According to the NGO Water.org, 785 million people lack access to safe water and 2 billion people lack access to a toilet. Also, Nearly 1 million people die each year from water, sanitation and hygiene-related diseases. It is a health crisis that is not given too much attention in mainstream media. 

![image](https://cloudfront-eu-central-1.images.arcpublishing.com/larazon/Q3KPFJKNJVHN7LR5ECYD5C7J4U.jpg)

Source: La Razón

Improving the access to potable water can reduce child and maternal mortality rates, increase home income and interrupt one aspect of the cicle of poverty. And increasing the capacity of water testing could facilitate this proccess. It is estimated that annually lack of water quality generates 260mi USD in losses (Sadoff et al).
 

## Feature Details


**pH value**: PH is an important parameter in evaluating the acid–base balance of water. **WHO has recommended maximum permissible limit of pH from 6.5 to 8.5.** The current investigation ranges were 6.52–6.83 which are in the range of WHO standards.

**Hardness**: Hardness is mainly caused by calcium and magnesium salts. These salts are dissolved from geologic deposits through which water travels. 

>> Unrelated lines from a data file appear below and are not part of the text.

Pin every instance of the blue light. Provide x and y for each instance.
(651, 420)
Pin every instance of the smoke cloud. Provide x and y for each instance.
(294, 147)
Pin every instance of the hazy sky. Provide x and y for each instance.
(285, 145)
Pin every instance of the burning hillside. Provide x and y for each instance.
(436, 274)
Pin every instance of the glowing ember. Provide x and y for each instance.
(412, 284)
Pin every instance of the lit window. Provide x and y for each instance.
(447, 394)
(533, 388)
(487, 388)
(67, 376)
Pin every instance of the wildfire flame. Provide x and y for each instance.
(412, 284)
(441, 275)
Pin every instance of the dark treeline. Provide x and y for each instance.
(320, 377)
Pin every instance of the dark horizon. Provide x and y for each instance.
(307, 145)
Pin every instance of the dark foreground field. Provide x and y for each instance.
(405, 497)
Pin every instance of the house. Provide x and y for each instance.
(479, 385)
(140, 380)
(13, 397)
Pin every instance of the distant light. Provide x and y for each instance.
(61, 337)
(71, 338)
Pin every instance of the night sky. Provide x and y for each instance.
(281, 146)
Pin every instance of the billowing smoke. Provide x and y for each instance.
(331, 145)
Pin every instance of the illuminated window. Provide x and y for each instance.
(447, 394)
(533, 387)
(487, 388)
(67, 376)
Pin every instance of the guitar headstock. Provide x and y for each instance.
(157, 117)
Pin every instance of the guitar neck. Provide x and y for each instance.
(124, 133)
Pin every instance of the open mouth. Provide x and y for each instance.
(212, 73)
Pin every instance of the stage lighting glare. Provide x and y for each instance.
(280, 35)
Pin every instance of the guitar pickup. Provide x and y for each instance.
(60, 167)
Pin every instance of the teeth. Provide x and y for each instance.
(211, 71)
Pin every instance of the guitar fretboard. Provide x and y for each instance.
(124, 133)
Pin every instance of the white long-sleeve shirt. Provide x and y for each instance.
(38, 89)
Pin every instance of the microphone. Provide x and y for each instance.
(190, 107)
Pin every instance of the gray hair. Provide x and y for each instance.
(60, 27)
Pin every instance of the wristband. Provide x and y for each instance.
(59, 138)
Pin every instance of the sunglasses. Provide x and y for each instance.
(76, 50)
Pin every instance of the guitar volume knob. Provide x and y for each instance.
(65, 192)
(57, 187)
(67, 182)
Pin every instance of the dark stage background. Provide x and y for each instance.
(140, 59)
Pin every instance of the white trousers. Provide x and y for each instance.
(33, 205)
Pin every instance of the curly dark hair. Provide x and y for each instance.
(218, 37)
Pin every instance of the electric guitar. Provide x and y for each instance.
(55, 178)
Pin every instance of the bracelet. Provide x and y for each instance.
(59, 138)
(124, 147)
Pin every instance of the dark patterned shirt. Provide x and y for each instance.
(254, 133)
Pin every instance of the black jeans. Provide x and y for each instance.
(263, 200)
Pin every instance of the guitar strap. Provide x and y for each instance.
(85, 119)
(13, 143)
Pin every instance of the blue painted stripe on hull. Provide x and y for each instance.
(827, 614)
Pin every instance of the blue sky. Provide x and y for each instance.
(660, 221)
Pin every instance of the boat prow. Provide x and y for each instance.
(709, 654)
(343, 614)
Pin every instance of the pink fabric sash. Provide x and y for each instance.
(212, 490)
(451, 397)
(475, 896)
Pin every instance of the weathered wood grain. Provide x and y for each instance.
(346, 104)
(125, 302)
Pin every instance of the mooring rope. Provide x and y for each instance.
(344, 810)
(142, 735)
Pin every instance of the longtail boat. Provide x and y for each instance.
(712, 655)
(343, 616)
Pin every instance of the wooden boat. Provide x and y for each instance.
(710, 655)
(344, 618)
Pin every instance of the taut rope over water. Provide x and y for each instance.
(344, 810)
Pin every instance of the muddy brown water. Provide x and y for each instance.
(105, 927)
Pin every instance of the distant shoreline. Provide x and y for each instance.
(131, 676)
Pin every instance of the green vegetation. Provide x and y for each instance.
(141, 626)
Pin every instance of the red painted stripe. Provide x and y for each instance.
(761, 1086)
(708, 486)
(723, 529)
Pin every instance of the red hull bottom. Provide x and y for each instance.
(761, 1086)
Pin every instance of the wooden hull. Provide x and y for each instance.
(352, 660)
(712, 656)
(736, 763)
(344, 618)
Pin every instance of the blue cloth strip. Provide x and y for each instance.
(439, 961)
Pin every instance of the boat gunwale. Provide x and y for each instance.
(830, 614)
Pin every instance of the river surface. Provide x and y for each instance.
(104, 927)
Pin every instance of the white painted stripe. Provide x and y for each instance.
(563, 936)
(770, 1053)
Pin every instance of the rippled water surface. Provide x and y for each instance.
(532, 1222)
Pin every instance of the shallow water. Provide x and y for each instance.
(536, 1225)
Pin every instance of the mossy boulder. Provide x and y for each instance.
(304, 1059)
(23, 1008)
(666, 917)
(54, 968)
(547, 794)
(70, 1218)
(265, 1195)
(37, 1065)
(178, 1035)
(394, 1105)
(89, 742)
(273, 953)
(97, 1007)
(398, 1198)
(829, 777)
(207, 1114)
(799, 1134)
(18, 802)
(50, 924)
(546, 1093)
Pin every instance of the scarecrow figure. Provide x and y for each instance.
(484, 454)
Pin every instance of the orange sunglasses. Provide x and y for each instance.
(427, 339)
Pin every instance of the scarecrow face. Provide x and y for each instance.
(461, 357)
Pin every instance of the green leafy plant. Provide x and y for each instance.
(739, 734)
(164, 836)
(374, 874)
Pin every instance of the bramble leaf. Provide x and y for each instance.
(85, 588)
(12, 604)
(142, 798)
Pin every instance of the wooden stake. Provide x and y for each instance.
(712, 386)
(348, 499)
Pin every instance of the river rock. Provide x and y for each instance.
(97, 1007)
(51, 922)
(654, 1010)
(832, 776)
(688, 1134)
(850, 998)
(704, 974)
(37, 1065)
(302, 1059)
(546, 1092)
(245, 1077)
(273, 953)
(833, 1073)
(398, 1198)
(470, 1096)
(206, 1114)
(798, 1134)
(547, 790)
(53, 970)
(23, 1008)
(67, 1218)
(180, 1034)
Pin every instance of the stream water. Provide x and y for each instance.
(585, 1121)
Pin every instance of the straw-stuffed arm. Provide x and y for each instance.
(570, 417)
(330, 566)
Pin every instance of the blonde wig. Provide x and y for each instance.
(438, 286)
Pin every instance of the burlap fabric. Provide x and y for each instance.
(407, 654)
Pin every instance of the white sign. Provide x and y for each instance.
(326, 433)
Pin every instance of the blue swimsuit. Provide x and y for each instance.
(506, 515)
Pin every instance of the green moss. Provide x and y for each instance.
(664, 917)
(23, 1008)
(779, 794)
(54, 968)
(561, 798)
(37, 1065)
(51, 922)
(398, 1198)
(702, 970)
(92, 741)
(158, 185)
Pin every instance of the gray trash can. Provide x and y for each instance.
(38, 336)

**Solids** (Total dissolved solids - TDS): Water has the ability to dissolve a wide range of inorganic and some organic minerals or salts such as potassium, calcium, sodium, bicarbonates, chlorides, magnesium, sulfates etc. This is the important parameter for the use of water. **Desirable limit for TDS is 500 mg/l and maximum limit is 1000 mg/l which prescribed for drinking purpose.**

**Chloramines**: Chlorine and chloramine are the major disinfectants used in public water systems. **Chlorine levels up to 4 milligrams per liter (mg/L or 4 parts per million (ppm)) are considered safe in drinking water.**

**Sulfate**: Sulfates are naturally occurring substances that are found in minerals, soil, and rocks. It ranges from 3 to 30 mg/L in most freshwater supplies, although much higher concentrations (1000 mg/L) are found in some geographic locations.

**Conductivity**: **Pure water is not a good conductor of electric current rather’s a good insulator.** Increase in ions concentration enhances the electrical conductivity of water. **According to WHO standards, EC value should not exceeded 400 μS/cm.**

**Organic_carbon**: Total Organic Carbon (TOC) in source waters comes from decaying natural organic matter (NOM) as well as synthetic sources. **According to US EPA < 2 mg/L as TOC in treated / drinking water, and < 4 mg/Lit in source water which is use for treatment.**

**Trihalomethanes**: THMs are chemicals which may be found in water treated with chlorine. **THM levels up to 80 ppm is considered safe in drinking water.**

**Turbidity**: The turbidity of water depends on the quantity of solid matter present in the suspended state. **The WHO recommended value is < 5.00 NTU.**

**Potability**: Indicates if water is safe for human consumption where 1 means Potable and 0 means Not potable.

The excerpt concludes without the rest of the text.